To achieve high data quality, testing stands as an indispensable component within the data pipeline. In this context, we will discover the testing framework in dbt, which empowers developers to verify various data metrics in an automated fashion.

Data test vs. unit test#

Before writing a test, let's make sure we understand the distinction between a data test and a unit test.

  • A data test is a runtime evaluation conducted within the production pipeline that assesses data quality from various perspectives like freshness and uniqueness. It typically runs after the table is updated with the latest data.

Example

For instance, if the source data introduces a new category value, the data test should detect the change and send an alert if necessary.

Its role extends to detecting both data issues coming from the source as well as logic errors within the data warehouse.

  • a unit test is conducted before deploying the code change to production, and it focuses on testing the transformation logic rather than the data.

Note

During unit test, a dedicated test dataset with expented input and output is prepared instead of using unpredictable production data.

The goal is to identify logic bugs, such as inaccuracies in metric formulas or the absence of a filter before the release.

testing in dbt#

The tests in dbt are select statements that search for failing records, records that don't meet certain conditions.

Out of the box, dbt provides a few built-in tests, such as unique, not_null, accepted_values, etc.

The dbt_utils package provides more advanced tests such as at_least_one, not_null_proportion, etc. It's also supported by the communities.

Here is an example of the dbt test.
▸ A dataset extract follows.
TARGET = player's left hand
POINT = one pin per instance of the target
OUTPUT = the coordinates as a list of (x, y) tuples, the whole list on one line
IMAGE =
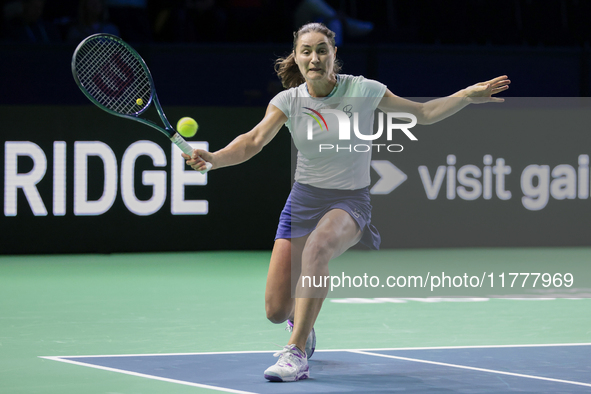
[(482, 92)]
Tests are defined in the model configuration file.

version: 2

models:
  - name: table_sales
    columns:
      - name: quantity
        tests:
          - not_null
      - name: product
        tests:
          - accepted_values:
              values: ["apple", "pear", "banana"]

the command to run dbt test is

dbt test -s <model name>

Under the hood, dbt runs the following SQL statement:

select
      count(*) as failures,
      count(*) != 0 as should_warn,
      count(*) != 0 as should_error
from (

    with all_values as (
        select
            product as value_field,
            count(*) as n_records
        from `<project_id>`.`dbt`.`table_sales`
        group by product

    )
    select *
    from all_values
    where value_field not in (
        'apple','pear','banana'
    )
) dbt_internal_test

Note

In most circumstances, the dbt test is as important as the model because it validates the data quality at every stage of the pipeline, certainly boosting confidence in data accuracy.

In addition, dbt provides a common framework for testing, making it easier for teams to collaborate and share knowledge.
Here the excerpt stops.